Das gelte auch für die Elbquerung. Die stellt die TenneT vor besondere Probleme. Im Grunde, so Thiel, seien alle drei vorhandenen Querungsoptionen schlecht. Eine Querung bei Brunsbüttel mit einem Dükerbau unterhalb der Elbe sei eine logistische und wartungstechnische Herausforderung. Eine Querung bei Glückstadt, wo auch der Elbtunnel für die Küstenautobahn A 20 gebaut werden soll, böte nur Synergien im Baustellenmanagement. Die Elbquerung bei Hetlingen kurz vor Hamburg sei aus Naturschutzgründen nicht einfach – es wäre aber die kürzeste Elbquerungsstrecke. Auch hier müsste ein Düker gebaut werden, denn etwa dort 250 Meter hohe Strommasten zu bauen, sei zu teuer. Auch der Platz für solche Masten fehle dort.

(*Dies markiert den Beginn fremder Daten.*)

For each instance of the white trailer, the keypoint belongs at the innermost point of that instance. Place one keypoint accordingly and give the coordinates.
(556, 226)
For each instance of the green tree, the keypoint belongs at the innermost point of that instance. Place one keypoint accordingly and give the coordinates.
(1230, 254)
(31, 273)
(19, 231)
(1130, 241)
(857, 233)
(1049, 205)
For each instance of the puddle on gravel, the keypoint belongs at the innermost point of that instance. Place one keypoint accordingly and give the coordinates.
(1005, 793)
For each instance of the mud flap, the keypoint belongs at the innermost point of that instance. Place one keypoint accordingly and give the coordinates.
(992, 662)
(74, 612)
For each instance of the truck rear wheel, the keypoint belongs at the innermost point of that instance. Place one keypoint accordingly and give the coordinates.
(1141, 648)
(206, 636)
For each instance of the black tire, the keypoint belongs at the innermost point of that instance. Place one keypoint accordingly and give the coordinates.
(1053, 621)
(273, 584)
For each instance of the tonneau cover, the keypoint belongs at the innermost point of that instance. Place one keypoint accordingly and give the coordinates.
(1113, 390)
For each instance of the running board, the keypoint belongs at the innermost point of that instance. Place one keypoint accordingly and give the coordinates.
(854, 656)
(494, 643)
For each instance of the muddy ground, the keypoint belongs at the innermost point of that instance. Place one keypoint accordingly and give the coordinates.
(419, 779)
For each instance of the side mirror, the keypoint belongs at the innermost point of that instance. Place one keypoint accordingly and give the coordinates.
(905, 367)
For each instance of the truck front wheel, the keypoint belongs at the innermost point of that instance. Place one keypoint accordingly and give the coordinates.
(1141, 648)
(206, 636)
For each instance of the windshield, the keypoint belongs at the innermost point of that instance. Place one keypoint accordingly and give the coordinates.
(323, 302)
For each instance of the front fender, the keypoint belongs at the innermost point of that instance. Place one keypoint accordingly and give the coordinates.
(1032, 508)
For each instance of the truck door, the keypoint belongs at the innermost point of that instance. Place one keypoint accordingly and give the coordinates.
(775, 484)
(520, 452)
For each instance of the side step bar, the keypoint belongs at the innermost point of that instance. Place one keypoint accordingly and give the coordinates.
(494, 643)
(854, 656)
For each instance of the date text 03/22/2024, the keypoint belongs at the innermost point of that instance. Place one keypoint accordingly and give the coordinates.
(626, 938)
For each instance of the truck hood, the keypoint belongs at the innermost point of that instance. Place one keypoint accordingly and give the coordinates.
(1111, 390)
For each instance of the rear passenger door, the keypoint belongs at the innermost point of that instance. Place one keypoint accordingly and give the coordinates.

Der großflächige Einsatz von Erdkabeln wäre sechsmal teurer als Strommasten
Für Gemeinden und Städte wie Moorrege oder Elmshorn stellt sich ohnehin die Frage, warum ausgerechnet dort die etwa 75 Meter hohen, in Einzelabschnitten sogar 120 Meter hohen Strommasten für die Gleichstromleitung errichtet werden sollen. Etliche Strommasten zieren bereits die dortige Landschaft. Der Raum, so argumentieren Kommunalvertreter, sei zu knapp für noch mehr Masten. Das lassen Minister Habeck und Achim Zerres, Abteilungsleiter bei der Bundesnetzagentur, nicht gelten. Es sei vom Gesetzgeber vorgesehen, dass entlang der vorbelasteten Strecken gebaut werden soll. Das sei für einige Bürger von Nachteil, für die Mehrheit aber von Vorteil.